Post-pandemic, will the world think big, or just get by?

Restaurant owners hold placards reading "Business for sale" as they attend a protest against the government-ordered closure of bars and restaurants in Liege, Belgium, Feb. 5., 2021. Shutdowns amid the outbreak of COVID-19 have highlighted how precarious many jobs are.

Yves Herman/Reuters

March 3, 2021

Few ideas have become as familiar in the year since the pandemic erupted than this one: that when it’s over, we will all have learned lessons that will serve to build a new and better world.

With governments poised to spend record sums on recovery, we’re about to find out how true that is.

A trio of core issues that might be called the three E’s – economy, education, ecology – offer litmus tests. Will governments resort to the old, familiar, incremental policy toolbox, or will they adopt a wholly different mindset?
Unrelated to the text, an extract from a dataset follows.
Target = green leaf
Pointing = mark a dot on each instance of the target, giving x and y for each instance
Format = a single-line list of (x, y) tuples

In other words, will the challenge of rebuilding inspire far greater policy ambition, bolstered by the political will needed to see it through?

Why We Wrote This

Will world leaders rise to the challenges of building a new world once COVID-19 is behind us? Though preoccupied by immediate economic needs, there are signs that some have learned lasting lessons from the pandemic.

It’s still too early to say which way the balance will tilt. Yet it’s already clear decision-makers are being buffeted by two countervailing forces.

One offers good news for those seeking transformational change: the uniquely seismic effect of the pandemic. It's not just the enormous human and economic costs – the greatest peacetime toll since the flu epidemic of a century ago – nor the global reach, but the fact it's been happening in a world interconnected, in real time, as never before.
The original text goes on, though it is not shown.